Just as medicine has increasingly moved toward evidence-based approaches where clinical decisions are informed by research, healthcare design worldwide is progressively using rigorous research that links a hospital’s physical environment to healthcare outcomes. Although Canada’s healthcare model is radically different than that of the United States, a unifying factor appears to be a commitment to evidence-based design. One such example is Pebble Partner Trillium Health Centre, which has recently opened a $100-million, 190-bed inpatient wing.

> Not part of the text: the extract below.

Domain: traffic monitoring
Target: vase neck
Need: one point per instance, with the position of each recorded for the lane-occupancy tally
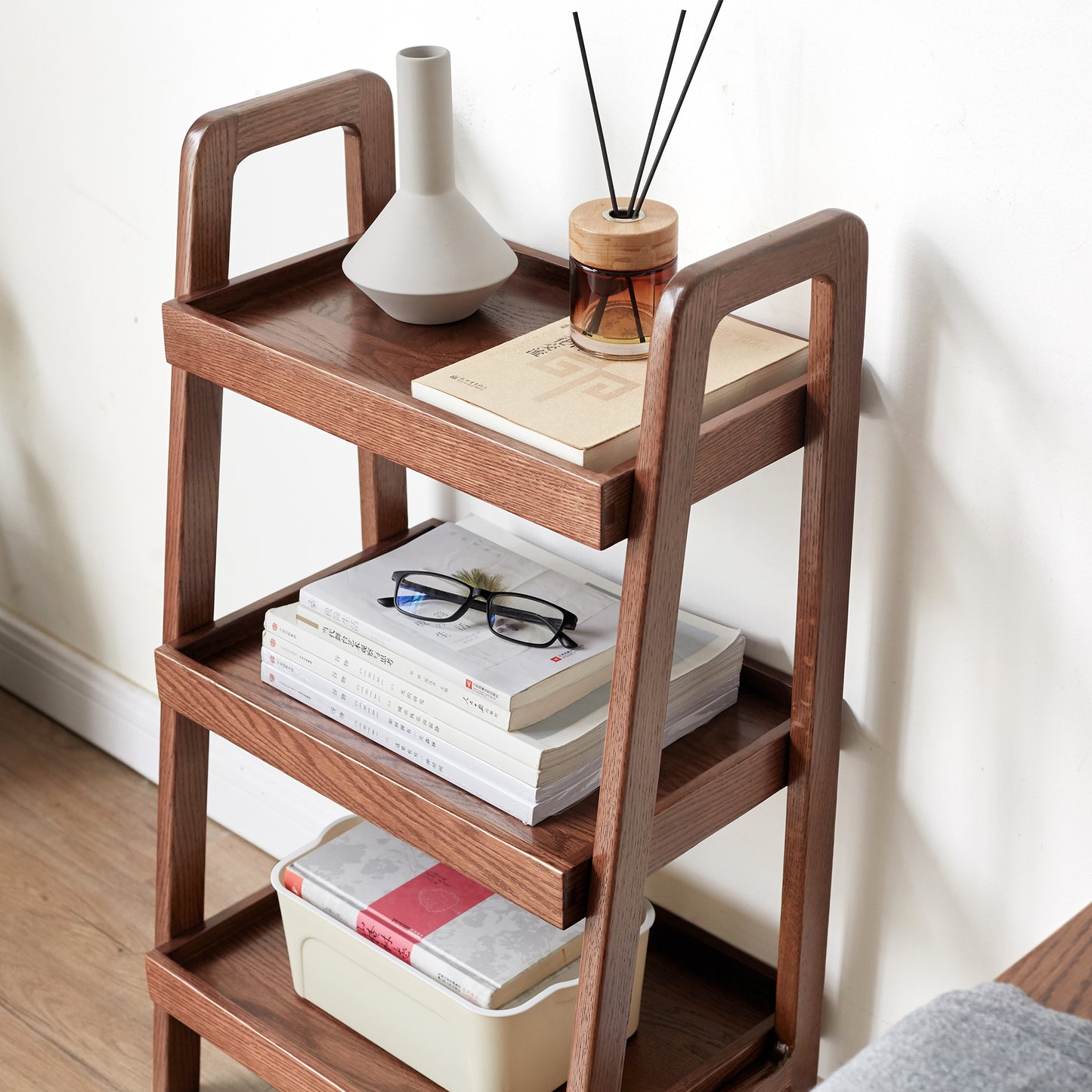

Built on time and on budget, the seven-story wing is a result of everything Trillium has learned about evidence-based, cost-effective, patient-friendly design. Many of the design features in the wing (e.g., decentralized nursing, patient room design, wireless technology) will be evaluated for their effect on patient and workplace safety, patient outcomes, cost effectiveness, staff impact, and overall quality of care. Planned with a 50-year window to the future, the new wing demonstrates how design blending physical space, models of care, and leading-edge technology can positively transform the patient and staff experience, while also anticipating future community needs.

Realizing a vision

The community-based tertiary care hospital initially faced significant challenges in seeking government funding approval for the design, which integrated features well beyond accepted national standards (e.g., 50% private rooms). Unlike the United States, where private rooms are increasingly accepted as the norm, regulations in Canada have only recently changed, and each Province sets its own design standards. It wasn’t until 2008 that an increase in the percentage of private rooms (80%) was included in Ontario regulations. Up until then, in Ontario and most of Canada, the norm was a mix of quads (wards) and semiprivate accommodations with some private rooms.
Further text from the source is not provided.